Porches were were not common on houses of the early twentieth century, but became fashionable only in the second half of the century. The earlier inns probably featured porches for functional reasons: rooms usually held multiple occupants (sometimes several sharing a bed) so could become warm and otherwise unpleasant during the summer. Porches on all levels allowed guests not merely to escape to a rocking chair in the fresh air, but even to sleep outdoors. We may find it difficult to imagine the conditions endured by travelers in the early nineteenth century. One of them complained, "After you have been sometime in bed, a stranger of any condition (for there is little distinction) comes into the room, pulls off his clothes, and places himself, without ceremony, between your sheets." Taverns and inns were very democratic.
There is little social pretension in early hostelries. They were rowdy, noisy places. One guest noted in his diary that others were drunk and staggering, and "kept up the Roar-Rororum till morning." One slept lightly, if at all, and "watched carefully all night, to keep them from falling over and spewing upon me."
The early fishermen who returned to Charles Crossmon's tavern summer after summer probably accepted the poor beds and bed bugs usual for taverns as "roughing it" for their sport. But when the railroad provided more comfortable and rapid access to the river, wives and children began to accompany the fishermen. Probably "Genial Jim" Hubbard catered to a more refined clientele from the outset, as suggested by the wonderful early photograph of the host, guests, and locals on the porch of his inn:
Capt. Jim Hubbard, center, chats with fashionable guests outside the main entrance to his inn, right. Their trunks stand at extreme right. Others, probably guests, stand in the door to the tap room. Some of the gents seated at left may be "oarsmen" (fishing guides) awaiting customers.
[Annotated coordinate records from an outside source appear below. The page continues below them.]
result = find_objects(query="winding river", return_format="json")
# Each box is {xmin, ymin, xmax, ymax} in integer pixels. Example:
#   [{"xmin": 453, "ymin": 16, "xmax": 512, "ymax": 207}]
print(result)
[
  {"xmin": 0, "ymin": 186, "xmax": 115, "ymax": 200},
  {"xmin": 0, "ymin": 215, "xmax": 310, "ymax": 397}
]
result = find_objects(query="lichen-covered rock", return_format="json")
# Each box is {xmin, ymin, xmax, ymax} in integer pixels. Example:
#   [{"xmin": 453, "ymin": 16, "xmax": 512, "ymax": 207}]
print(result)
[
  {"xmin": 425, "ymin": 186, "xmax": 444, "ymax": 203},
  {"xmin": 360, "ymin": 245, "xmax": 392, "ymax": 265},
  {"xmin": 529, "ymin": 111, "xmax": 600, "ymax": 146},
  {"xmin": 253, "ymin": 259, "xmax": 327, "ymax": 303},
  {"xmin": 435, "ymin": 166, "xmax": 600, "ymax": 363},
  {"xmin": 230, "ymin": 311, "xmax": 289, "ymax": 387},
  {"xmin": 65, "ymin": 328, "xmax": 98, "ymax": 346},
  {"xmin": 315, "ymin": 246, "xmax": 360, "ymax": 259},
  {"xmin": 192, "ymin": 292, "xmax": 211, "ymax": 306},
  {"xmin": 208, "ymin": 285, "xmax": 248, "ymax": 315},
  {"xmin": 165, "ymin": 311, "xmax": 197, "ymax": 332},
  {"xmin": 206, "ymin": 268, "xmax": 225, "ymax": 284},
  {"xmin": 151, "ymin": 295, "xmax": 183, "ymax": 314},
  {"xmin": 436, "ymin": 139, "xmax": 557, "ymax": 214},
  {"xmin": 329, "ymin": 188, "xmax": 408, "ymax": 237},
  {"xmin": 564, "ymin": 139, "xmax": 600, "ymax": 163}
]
The porch was the signature icon of the early American inn, especially important to a summer resort facility like the Hubbard House. The porch (or "piazza" or "veranda," as known at the time) mediated between indoors and outdoors, between the public zone of the street and the interior realm of the house. On the porch a row of chairs and benches welcomed local residents as well as visitors, encouraging interaction. Here fishing guides would dispense tales and await customers. Porches on upper levels were less public, favored by ladies for whom sitting on the sidewalk seemed inappropriate.
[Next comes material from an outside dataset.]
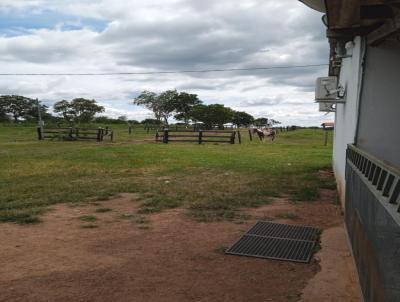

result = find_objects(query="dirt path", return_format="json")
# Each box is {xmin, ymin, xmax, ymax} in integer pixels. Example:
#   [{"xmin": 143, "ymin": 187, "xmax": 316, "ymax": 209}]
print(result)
[{"xmin": 0, "ymin": 191, "xmax": 360, "ymax": 302}]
Interior layout of this sort of inn was fairly standardized. The main door, with sidelights, would open into a wide center hall with stairway along one wall (probably the right side). A door to the left would open into the tap room, while one on the right led to a parlor. The tap room of these early taverns had a bar within a wood-slatted enclosure, which would secure the rows of bottles after hours. Bar sales have always been a major source of hotel revenue. A convivial bartender was a great asset, attracting locals as well as travelers to the tab room. Across the hall, the parlor was the "withdrawing" room for ladies, who would avoid the smoke and foul language of the tap room. Food would be served in both places, on the "American plan," with cost of meals included in the bill for lodging. Both rooms had fireplaces, although cast-iron stoves were more used at the time (except in bed rooms, which were unheated). On the main floor, opening off the center hall at the back would be two more rooms, one a kitchen and the other a dining room. When the dining bell rang, all ate at one or more large tables here, if not served in the tap room or parlor. The host and family might join guests at table, if not otherwise occupied or eating in the kitchen. The Hubbard House was famed for it's Sunday dinners.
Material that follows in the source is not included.